沖縄の課題、経営者団体としてどう取り組む?「変化に柔軟な人材育てる」 県経営者協会会長・宮城茂氏<焦点インタビュー> 記者の質問に答える県経営者協会の宮城茂会長=30日、那覇市の沖縄産業支援センター(喜瀨守昭撮影)
この記事を書いた人 Avatar photo 琉球新報朝刊

 県経営者協会の13代目会長に宮城茂氏(72)=琉球海運会長=が就任した。各産業が人手不足や原材料価格の高騰といった課題に直面する中、どう経営者団体として取り組んでいくか。県経済の長期的展望や、企業経営に必要な視点についても話を聞いた。

 ―就任の抱負は。

 「歴史ある組織で13代目の会長に就任した。重責を感じ、身が引き締まる思いだ。当面は会員企業の実情を把握し、共通の課題を見付け、必要であれば他の団体や県、国とも連携していきたい」

 ―県経済の現状や可能性をどう認識している。

 「新型コロナが5類に移行し、経済活動が本格化している。リーディング産業の観光も軌道に乗ってきたが、その中で人手不足、賃上げの問題、価格転嫁の問題が出てきており、改善に取り組んでいきたい。長期的視野では那覇空港の機能拡張と米軍基地の返還跡地の一体的開発を目指す『GW 2050 PROJECTS』を経済界で推し進めている。協会でも取り組んでいきたい」

 ―賃上げに関する社会的要請と同時に、経営者としては原材料費や人件費高騰などと板挟みの状況もある。どう臨む。
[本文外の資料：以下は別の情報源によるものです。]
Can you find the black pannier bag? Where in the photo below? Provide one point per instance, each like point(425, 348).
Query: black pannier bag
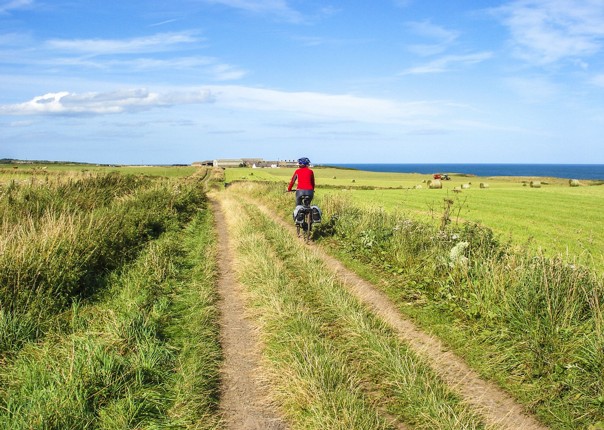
point(316, 214)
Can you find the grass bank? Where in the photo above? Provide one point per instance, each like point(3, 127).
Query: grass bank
point(330, 362)
point(143, 352)
point(531, 322)
point(554, 219)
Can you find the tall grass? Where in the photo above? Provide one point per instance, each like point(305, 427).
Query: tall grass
point(531, 322)
point(333, 364)
point(58, 241)
point(144, 353)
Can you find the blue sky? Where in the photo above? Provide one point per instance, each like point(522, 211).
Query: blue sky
point(394, 81)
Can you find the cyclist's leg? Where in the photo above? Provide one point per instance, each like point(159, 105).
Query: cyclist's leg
point(301, 193)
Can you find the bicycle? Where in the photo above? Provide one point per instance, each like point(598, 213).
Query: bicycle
point(304, 220)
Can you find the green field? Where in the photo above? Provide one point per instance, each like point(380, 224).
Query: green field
point(555, 219)
point(117, 274)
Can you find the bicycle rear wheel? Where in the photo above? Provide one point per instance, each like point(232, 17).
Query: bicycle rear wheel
point(308, 225)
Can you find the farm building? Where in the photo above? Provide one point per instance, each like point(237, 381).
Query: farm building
point(236, 162)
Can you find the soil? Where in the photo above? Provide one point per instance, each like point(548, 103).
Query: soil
point(497, 408)
point(245, 403)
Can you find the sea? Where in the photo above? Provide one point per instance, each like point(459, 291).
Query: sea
point(566, 171)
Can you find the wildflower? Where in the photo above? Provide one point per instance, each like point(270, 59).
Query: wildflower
point(456, 255)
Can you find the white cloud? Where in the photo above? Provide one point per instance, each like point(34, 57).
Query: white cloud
point(278, 8)
point(155, 43)
point(306, 105)
point(442, 38)
point(533, 89)
point(448, 62)
point(65, 103)
point(547, 31)
point(7, 6)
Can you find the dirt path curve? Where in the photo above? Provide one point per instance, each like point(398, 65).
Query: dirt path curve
point(497, 407)
point(244, 402)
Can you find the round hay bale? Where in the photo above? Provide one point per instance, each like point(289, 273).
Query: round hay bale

 「板挟みとは思っていない。企業の持続的発展に乗り越えていかなければいけない課題だ。賃上げは社会的な要請だ。同時に価格転嫁も進めないといけない。価格転嫁は製造業では比較的進んでいるが、BtoC(消費者向け取引)ではなかなか進んでいない。適切な価格転嫁ができるよう経済団体として声を上げていきたい」

 「同時に個々の企業の生産性向上にも取り組む必要がある。デジタル化やテクノロジーも進化した。長くデフレの時代が続いた結果、日本の給与水準も国際比較で落ちてきた。適正な成長と分配をしていくことが求められている」

 ―人手不足問題にはどう対応する。

 「DX化による省人化の取り組みもある。またシニア、女性、障がい者、外国人など多様な人材の活躍を後押しする、人材の掘り起こしが必要になる。沖縄は歴史的にも文化的にも外国人を受け入れやすいと思う。沖縄ならではの人手不足対策をしていきたい」

 ―経営人材の育成は。

 「一番大切なところだ。勉強会やセミナー、部会や毎月の例会など各種活動に取り組んできた。今はものすごく時代が動いている。デジタル化、技術の進歩、環境問題やサステナブル社会の構築、人口動態やグローバル化、地政学リスク、社会全体がどんどん変化している。そういう中で社会の変化に柔軟に対応できる経営者を育てていきたい。企業が社会にいかに価値を提供するか、企業の価値も変えていかないといけない」

 ―経営者に必要なことは。

 「一言で言うと挑戦、時代に合った挑戦ができることだ。時代の潮流に合わせて会社を変えていくことだ」

 (聞き手・島袋良太)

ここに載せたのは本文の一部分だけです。